6. A thermal cracking carbonization process of biomass according to claim 1, characterized in that: s5 specifically comprises the following steps: firstly, the user needs to follow the following steps: at this time, a user can realize the split-flow filtration of internal and external water vapor according to the built-in filter screen in the corresponding gas storage tank, in addition, the external fan can realize the exhaust of a part of flue gas along the position of the smoke pipe, in addition, the specific purification aspect of the internal and external gas is the gas which is transmitted to the gas storage tank around the smoke pipe, in order to reduce the internal and external circulation process of carbon monoxide gas, the gas in the position of the flame spraying head is possibly realized according to the position of the gas in the flame spraying head after the gas is pumped in by the smoke pipe and is communicated with the valve body of the safety valve, and thus, the carbon monoxide is converted into carbon dioxide after the consumption combustion is completed.

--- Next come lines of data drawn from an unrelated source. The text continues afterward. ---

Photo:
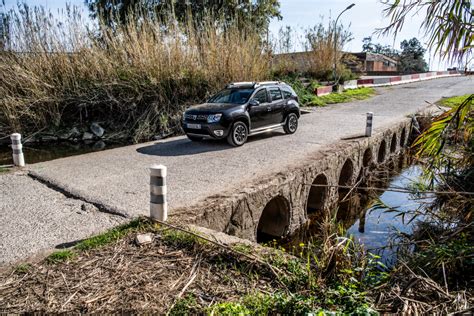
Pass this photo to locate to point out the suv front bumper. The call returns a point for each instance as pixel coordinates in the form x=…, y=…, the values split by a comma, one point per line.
x=213, y=130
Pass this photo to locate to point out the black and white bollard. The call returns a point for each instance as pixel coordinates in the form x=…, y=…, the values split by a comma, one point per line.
x=368, y=127
x=18, y=158
x=158, y=204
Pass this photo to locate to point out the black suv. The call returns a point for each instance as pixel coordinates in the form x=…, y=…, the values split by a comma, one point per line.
x=243, y=109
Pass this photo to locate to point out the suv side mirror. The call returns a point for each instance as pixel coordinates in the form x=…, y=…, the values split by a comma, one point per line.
x=254, y=102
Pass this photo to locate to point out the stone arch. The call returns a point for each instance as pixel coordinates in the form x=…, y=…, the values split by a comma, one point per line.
x=275, y=220
x=393, y=143
x=403, y=137
x=317, y=196
x=367, y=158
x=382, y=152
x=345, y=179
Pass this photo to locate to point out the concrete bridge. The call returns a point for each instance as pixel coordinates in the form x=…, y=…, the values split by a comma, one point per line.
x=263, y=188
x=279, y=204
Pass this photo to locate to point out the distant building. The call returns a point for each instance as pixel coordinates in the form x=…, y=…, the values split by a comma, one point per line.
x=371, y=63
x=360, y=63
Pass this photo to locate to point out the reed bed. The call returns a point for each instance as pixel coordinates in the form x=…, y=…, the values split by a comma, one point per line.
x=135, y=78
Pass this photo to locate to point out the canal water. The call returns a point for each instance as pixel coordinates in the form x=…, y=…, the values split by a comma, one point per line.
x=374, y=221
x=377, y=225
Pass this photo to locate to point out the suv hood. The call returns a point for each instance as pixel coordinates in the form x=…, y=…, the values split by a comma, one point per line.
x=212, y=107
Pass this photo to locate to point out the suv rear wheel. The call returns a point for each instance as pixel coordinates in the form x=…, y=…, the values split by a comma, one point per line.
x=238, y=134
x=291, y=124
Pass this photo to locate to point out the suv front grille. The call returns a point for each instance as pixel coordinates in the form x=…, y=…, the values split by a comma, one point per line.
x=195, y=117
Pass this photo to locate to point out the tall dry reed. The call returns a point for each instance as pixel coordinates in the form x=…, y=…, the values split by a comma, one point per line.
x=135, y=78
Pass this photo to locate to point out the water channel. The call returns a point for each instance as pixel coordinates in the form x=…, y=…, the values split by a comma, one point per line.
x=373, y=219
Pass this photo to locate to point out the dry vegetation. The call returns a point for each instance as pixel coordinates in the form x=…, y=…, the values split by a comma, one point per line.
x=124, y=277
x=135, y=79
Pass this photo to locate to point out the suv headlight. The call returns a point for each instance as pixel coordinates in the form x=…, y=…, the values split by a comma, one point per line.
x=213, y=118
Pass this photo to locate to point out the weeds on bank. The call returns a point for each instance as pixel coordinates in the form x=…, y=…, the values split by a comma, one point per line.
x=23, y=268
x=345, y=96
x=110, y=236
x=454, y=101
x=181, y=239
x=61, y=256
x=143, y=73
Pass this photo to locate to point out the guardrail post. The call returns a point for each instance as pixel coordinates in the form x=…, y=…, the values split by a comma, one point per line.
x=158, y=203
x=18, y=158
x=368, y=127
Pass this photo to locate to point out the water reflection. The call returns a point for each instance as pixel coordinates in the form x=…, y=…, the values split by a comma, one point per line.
x=370, y=224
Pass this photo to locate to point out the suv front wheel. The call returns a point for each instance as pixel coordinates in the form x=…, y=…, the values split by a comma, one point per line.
x=291, y=124
x=238, y=134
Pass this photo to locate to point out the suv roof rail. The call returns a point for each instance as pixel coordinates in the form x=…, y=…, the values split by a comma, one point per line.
x=241, y=84
x=252, y=84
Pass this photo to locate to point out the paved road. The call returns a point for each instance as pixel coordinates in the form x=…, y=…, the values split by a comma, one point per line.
x=33, y=218
x=118, y=178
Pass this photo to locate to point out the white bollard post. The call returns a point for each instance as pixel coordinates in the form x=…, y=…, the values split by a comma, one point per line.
x=158, y=204
x=18, y=158
x=368, y=127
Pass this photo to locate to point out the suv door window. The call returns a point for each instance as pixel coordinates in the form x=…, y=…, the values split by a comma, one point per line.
x=286, y=94
x=275, y=93
x=261, y=96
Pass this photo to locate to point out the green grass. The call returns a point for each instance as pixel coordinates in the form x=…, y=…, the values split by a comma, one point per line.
x=453, y=101
x=243, y=248
x=346, y=96
x=181, y=239
x=109, y=236
x=61, y=256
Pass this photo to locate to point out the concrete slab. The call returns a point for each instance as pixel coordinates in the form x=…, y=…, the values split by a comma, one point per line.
x=35, y=218
x=118, y=178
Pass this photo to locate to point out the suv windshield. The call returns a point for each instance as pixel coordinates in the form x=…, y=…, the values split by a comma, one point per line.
x=238, y=96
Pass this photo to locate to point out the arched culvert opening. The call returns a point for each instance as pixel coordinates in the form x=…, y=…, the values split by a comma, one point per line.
x=393, y=143
x=345, y=179
x=381, y=153
x=403, y=137
x=317, y=196
x=367, y=158
x=274, y=221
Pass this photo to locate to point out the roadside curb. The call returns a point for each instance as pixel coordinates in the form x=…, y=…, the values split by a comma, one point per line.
x=396, y=80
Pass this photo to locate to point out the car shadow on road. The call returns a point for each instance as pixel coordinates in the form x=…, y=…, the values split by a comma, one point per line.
x=185, y=147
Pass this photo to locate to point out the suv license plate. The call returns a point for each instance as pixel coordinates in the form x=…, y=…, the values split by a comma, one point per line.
x=194, y=126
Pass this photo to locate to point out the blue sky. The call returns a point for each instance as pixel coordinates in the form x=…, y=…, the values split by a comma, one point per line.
x=364, y=18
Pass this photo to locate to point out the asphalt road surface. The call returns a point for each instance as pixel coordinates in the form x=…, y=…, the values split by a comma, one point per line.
x=118, y=179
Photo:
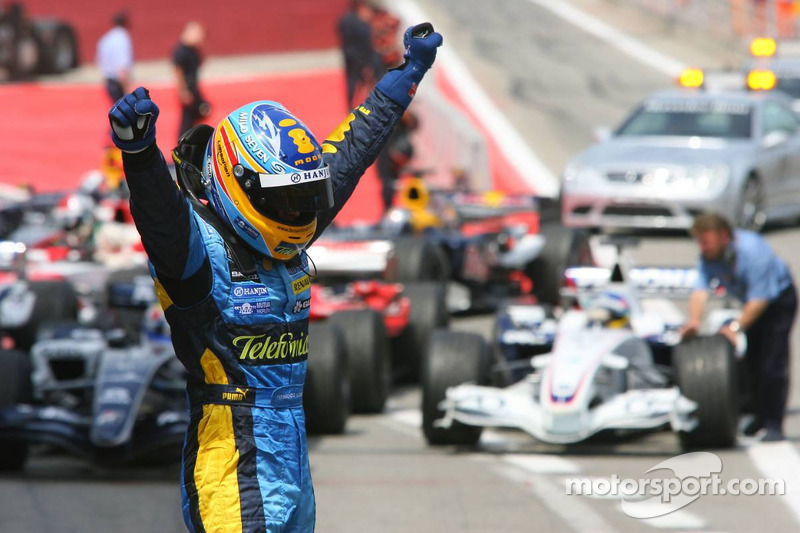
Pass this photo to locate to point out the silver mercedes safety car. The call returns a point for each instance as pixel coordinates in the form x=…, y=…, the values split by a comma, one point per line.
x=685, y=151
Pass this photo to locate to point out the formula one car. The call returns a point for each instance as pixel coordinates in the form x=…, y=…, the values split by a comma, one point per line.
x=385, y=328
x=488, y=246
x=28, y=299
x=614, y=363
x=100, y=393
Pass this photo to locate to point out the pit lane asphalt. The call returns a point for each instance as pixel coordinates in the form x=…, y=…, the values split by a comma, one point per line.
x=555, y=83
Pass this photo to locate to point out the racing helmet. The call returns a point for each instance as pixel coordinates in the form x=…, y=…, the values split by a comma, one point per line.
x=264, y=175
x=610, y=309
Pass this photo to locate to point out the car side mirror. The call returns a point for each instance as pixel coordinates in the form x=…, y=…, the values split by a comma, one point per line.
x=601, y=134
x=774, y=138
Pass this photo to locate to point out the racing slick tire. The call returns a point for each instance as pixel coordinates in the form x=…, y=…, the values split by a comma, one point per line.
x=453, y=358
x=326, y=396
x=563, y=248
x=55, y=301
x=428, y=313
x=15, y=389
x=418, y=259
x=58, y=46
x=706, y=372
x=367, y=346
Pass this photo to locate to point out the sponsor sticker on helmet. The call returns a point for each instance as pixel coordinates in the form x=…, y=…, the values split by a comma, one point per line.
x=246, y=227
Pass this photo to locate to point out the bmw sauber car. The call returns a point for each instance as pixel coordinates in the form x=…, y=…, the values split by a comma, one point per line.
x=100, y=394
x=487, y=245
x=682, y=152
x=614, y=362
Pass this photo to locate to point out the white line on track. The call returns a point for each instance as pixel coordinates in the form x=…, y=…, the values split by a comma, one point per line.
x=543, y=464
x=575, y=512
x=613, y=37
x=780, y=460
x=509, y=141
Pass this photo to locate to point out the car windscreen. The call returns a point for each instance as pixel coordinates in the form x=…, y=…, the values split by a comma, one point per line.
x=699, y=118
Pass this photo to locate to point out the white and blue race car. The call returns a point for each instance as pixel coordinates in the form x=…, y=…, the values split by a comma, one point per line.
x=614, y=361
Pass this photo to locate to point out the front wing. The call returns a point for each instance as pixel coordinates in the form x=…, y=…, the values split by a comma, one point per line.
x=515, y=407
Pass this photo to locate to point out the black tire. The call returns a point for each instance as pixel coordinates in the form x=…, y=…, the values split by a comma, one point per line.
x=417, y=259
x=367, y=347
x=125, y=317
x=55, y=301
x=15, y=388
x=428, y=313
x=59, y=51
x=26, y=56
x=706, y=372
x=453, y=358
x=326, y=397
x=564, y=247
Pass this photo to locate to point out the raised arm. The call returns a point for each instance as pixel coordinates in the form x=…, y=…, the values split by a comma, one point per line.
x=160, y=211
x=355, y=144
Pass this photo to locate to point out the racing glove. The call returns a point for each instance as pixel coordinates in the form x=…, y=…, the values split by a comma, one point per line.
x=133, y=121
x=400, y=83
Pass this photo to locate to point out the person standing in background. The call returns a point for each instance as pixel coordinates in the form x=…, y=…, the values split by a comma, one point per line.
x=187, y=58
x=744, y=265
x=114, y=57
x=385, y=27
x=360, y=58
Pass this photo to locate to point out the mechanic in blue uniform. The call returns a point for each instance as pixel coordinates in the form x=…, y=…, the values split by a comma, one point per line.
x=228, y=261
x=745, y=266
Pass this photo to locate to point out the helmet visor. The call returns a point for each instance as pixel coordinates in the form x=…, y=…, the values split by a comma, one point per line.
x=303, y=191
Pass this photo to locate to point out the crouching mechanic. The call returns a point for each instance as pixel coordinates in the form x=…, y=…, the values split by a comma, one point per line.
x=743, y=263
x=227, y=254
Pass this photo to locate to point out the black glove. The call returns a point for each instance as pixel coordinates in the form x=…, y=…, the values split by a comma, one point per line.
x=400, y=84
x=133, y=121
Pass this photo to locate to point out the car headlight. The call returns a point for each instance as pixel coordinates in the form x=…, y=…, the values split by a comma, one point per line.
x=703, y=178
x=579, y=174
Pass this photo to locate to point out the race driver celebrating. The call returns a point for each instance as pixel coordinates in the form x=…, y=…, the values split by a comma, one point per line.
x=227, y=254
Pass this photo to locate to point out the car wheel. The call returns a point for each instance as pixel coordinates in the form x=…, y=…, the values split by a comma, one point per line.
x=15, y=389
x=61, y=54
x=428, y=313
x=452, y=358
x=752, y=209
x=26, y=57
x=55, y=301
x=706, y=373
x=367, y=347
x=326, y=396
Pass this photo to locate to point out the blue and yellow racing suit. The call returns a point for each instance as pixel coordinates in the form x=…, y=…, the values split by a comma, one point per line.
x=243, y=337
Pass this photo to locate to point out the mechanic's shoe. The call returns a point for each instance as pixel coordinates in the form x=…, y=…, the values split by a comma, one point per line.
x=753, y=427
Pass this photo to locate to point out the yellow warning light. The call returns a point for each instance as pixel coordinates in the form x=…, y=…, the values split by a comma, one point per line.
x=760, y=80
x=691, y=77
x=763, y=47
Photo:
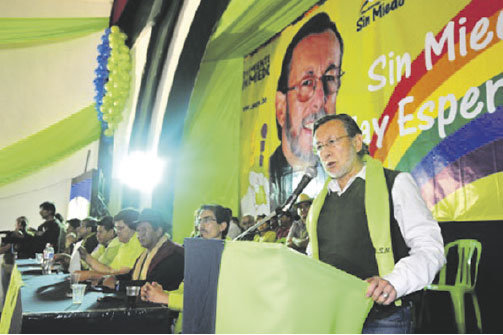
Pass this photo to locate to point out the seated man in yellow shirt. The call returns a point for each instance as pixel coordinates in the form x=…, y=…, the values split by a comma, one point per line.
x=125, y=246
x=213, y=222
x=108, y=246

7. A thermal cracking carbonization process of biomass according to claim 1, characterized in that: s6 is specifically as follows: first, the first step: the generated flue gas needs to be extracted after being extracted, the extraction is realized by means of the placement of a specific flame spraying atomizing material direct flame spraying head, the extraction is realized by adopting the flame spraying head according to the position of a 2-tonnage steam boiler, the spraying conversion is realized after the high-temperature steam is atomized according to the structures of various boilers, then the connection is realized after the steam boilers are communicated, the communication is realized along the built-in atomizing material realizing the spraying communication structure, the inner and outer air replacement of the gas is realized above an upper draught fan and a lower draught fan in the communication state of the steam boiler, the purification conversion is realized after the corresponding gas replacement for the connection is converted into a specific connected area, the exhaust is realized along the position of a chimney under the rapid extraction state of a specified draught fan, and in addition, the internal and external conversion of the gas is realized on the stage of the internal and external purification of the steam boiler.